10月、日本自動車工業会二輪車特別委員会が防災や災害時に活動するバイク隊を特集したパンフレットを作製。全国の自治体に配布し、二輪車の活用を訴える。同委員会は国内二輪車メーカーで組織される自工会の内部委員会。

「安全安心な社会づくりに二輪車を活用する」というタイトルで、二輪車の防災活用事例を特集する。

この中では、災害時に二輪車は3つの特性を発揮することができると解説。渋滞時にも迅速に移動できる「迅速性」、四輪車を上回る踏破能力を備えた「機動性」、優れた「燃費性」があるとアピールする。

導入事例では、警察、消防、国土交通省や地方自治体が、発災時の被害情報収集に二輪車を活用し成果を上げているケースを幅広い分野で特集した。

大規模災害時に都道府県警察の枠を超えて組織される広域緊急援助隊の活動では、警備部隊に約300台、交通舞台に約150台のオフロードバイクが全国で配備されているという。

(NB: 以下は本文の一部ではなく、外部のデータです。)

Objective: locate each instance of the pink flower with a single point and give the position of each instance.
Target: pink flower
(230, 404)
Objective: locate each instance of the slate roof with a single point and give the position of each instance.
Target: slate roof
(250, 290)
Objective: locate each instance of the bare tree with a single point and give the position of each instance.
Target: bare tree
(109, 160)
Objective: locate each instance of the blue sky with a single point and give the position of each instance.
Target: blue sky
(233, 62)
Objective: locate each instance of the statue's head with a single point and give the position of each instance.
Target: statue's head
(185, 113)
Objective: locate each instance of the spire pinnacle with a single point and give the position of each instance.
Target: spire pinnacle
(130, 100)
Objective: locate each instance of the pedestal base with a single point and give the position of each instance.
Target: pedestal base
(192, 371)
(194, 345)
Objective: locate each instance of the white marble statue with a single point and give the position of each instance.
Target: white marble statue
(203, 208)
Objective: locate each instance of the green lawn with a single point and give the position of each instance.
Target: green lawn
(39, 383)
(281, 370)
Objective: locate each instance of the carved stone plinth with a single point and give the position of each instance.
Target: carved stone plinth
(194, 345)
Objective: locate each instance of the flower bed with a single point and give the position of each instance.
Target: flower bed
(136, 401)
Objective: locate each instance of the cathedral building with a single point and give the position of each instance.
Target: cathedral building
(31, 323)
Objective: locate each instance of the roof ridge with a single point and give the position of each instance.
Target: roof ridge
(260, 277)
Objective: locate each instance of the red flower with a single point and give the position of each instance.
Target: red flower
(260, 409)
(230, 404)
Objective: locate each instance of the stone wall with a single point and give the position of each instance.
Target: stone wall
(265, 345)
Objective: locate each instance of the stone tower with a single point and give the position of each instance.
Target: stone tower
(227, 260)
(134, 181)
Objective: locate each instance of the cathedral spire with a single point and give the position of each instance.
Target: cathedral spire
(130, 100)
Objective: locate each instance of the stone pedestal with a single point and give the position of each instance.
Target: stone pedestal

警視庁は全国に先駆けオフロード白バイを配備。愛知県警の先行情報班の導入例が紹介されている。

消防や消防団で幅広く採用されいている消防バイクでは、全国56消防本部が消防バイクを保有。消防団としては珍しいバイク隊を組織し、176人の登録がある長野県上田市消防団の例も伝える。

また、国土交通省の地方整備局や地方自治体での活用例も紹介。災害発生時の漏水調査にあたる横須賀市や、地下鉄の駅施設の被害状況など情報収集にあたる東京メトロの事例なども掲載する。

作成にあたった自工会交通統括部は、その狙いをこう話す。

「大きな災害が起きている中で活用されている二輪車の導入例を紹介しました。緊急時の手段として二輪車が幅広く活用していただけるように願って作成しました」。

乗用車などと比較すると趣味性の高さが際立つ二輪車だが、災害時の活用からは、二輪車の別の側面が見えてくる。

このパンフレットは、都道府県県庁所在地を始めとする地方自治体、警察本部、消防本部、全国の消防団2200などに順次配布される。